Bridgewater Founder Ray Dalio’s Biggest Fear Is 1937

Screen-Shot-2015-04-20-at-16.58.43 Bridgewater Founder Ray Dalio's Biggest Fear Is 1937

Ray Dalio is the world’s most important hedge fund manager. With $165 billion under management Bridgewater Associates, the firm that he manages, is the largest hedge fund in the world, and Dalio’s All-Weather strategy has consistently outperformed market indices for more than 20 years. There’s just one thing that Dalio is really afraid of, and it was a major theme in his latest letter to investors.

The 1937 selloff was caused by a Federal Reserve decision to raise interest rates, at least according to the Dalio text. The investor reckons that the economic circumstances in 2015 are ‘eerily similar’ to those in 1937 and he fears a return to those dark days. In the stock market collapse directly after the 1937 interest rate rise the Dow Jones Industrial Average lost about half of its value in twelve months.

Reflections of Depression

There are, according to Dalio, six factors that can be directly connected with the Great Depression and the current economic atmosphere. The list is as follows:

  • Debt limits reached at Bubble Top, causing the economy and markets to peak (1929 & 2007).
  • Interest rates hit zero amid depression (1931 & 2008).
  • Money printing starts, kicking off a beautiful deleveraging (1933 & 2009).
  • The stock market and “risky assets” rally (1933-1936 & 2009-2014).
  • The economy improves during a cyclical recovery (1933-1936 & 2009-2014).

The central bank tightens, resulting in a self-reinforcing downturn (1935 & 2015?).

The sixth point is obviously the most important going ahead.

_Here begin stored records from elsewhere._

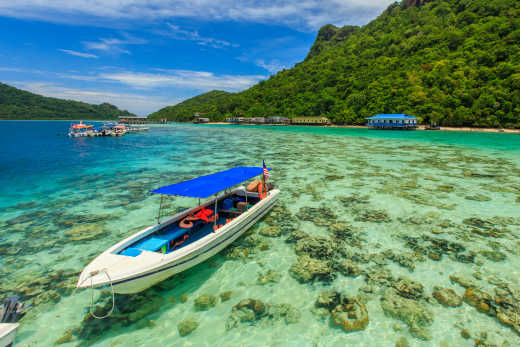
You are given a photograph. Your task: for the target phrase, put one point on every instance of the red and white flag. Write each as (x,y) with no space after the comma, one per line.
(266,172)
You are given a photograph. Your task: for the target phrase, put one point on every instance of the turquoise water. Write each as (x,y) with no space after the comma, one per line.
(423,205)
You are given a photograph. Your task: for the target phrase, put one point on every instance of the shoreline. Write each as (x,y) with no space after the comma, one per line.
(420,127)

Dalio believes that the economic situations mirror each other, and that the world could be dragged into a renewed crash with rash central bank decision making.

Getting past 1937

The simple solution, at least according to Ray Dalio, is to put off raising interest rates in order to ensure a broad economic recovery. That has its own disadvantages, however. Should the economy begin growing rapidly easy money could result in inflationary pressure.

That’s exactly what the Federal Reserve fears could be caused by keeping its monetary policy too accommodating, and it’s signaled that its intentions will be based off of close observtion of inflation among other factors.

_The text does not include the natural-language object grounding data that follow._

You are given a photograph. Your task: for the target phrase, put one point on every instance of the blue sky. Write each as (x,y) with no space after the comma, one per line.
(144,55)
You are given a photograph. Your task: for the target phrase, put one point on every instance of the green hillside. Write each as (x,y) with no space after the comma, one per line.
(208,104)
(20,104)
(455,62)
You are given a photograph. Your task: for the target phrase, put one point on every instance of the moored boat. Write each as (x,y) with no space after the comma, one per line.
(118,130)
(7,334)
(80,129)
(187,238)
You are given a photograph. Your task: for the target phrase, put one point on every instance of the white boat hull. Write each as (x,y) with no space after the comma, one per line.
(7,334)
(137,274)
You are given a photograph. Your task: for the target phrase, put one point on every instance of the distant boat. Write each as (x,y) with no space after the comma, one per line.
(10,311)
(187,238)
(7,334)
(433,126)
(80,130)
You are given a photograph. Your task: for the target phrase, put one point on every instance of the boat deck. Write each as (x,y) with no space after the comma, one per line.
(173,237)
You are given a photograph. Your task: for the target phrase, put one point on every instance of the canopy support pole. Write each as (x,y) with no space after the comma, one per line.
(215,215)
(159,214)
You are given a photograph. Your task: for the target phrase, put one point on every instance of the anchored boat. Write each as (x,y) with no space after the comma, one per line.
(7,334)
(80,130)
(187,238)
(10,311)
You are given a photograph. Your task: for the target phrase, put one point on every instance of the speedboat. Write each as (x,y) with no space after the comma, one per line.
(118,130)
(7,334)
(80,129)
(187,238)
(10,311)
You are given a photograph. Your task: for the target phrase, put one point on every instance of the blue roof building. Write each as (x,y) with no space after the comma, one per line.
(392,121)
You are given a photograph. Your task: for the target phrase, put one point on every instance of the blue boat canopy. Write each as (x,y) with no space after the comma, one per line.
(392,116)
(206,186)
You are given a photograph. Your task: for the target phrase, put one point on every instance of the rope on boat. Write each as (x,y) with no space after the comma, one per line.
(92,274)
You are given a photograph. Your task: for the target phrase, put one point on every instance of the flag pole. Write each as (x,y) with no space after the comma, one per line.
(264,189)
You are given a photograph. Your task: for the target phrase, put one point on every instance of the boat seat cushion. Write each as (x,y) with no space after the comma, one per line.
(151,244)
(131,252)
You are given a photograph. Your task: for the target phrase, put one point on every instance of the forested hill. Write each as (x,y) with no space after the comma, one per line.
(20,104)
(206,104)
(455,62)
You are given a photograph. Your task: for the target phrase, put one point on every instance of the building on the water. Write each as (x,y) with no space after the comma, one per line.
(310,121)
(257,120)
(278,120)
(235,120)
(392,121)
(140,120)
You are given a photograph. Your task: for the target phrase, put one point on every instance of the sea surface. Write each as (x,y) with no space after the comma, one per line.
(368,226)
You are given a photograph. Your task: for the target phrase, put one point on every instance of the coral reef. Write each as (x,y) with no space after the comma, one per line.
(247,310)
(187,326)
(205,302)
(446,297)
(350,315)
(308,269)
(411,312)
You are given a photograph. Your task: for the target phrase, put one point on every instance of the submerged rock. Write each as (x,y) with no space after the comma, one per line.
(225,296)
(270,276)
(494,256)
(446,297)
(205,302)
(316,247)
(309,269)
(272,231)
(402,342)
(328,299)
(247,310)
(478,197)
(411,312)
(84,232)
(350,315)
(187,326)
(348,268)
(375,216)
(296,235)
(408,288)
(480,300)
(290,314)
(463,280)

In its most recent meeting, which Dalio wrote in advance of, the central bank’s chairperson Janet Yellen said

“The actual path of policy will evolve as economic conditions evolve, and policy tightening could speed up, slow down, pause, or even reverse course depending on actual and expected developments in real activity and inflation.’

Bridgewater may actually prefer a boost in inflation as a solution rather than cutting the feet out from under recovery with rises in interest rates.

Inflation might be good

Inflationary pressure is bad for certain kinds of investments but good for others, and it may be easier for the intrepid investor to make money during a period of inflation than it would be during a period of stock market depression ad general economic shade.

Dalio says that the central bank stimulus of the last few years has distorted the valuation of the stock market. That leaves no incentive to hold stocks during a crash, because their values will not recover effectively without time or stimulus.

Inflation, however, may be good for the economy as a whole. The Bridgewater founder is generally worried abut the effects of debt on the decision making of the US government and US households. Inflation at a consistent, low level would be enough to wipe that debt away piece by piece and give the indebted an opportunity to get out from under it.

Tracking Dalio’s performance

The performance of Bridgewater Associates is relatively difficult to come by, given the diversity of the company’s portfolio and the fact that it is completely privately held. A recent presentation from the hedge fund obtained by Valuewalk showed that the company managed to return 8.9% in 2014 on its All Weather 12% strategy.

Over the last 20 years the strategy has managed to return an average of 12.3%, including the dark days of 2001 and the financially disastrous days of 2008 in which the fund lost 24% of its value.

According to Bloomberg a bet against the Euro in 2015 has caused renewed outperformance among the hedge fund manager’s assets. Bridgewater attempts to invest widely across more than 100 uncorrelated assets in order to ensure returns in any economic climate.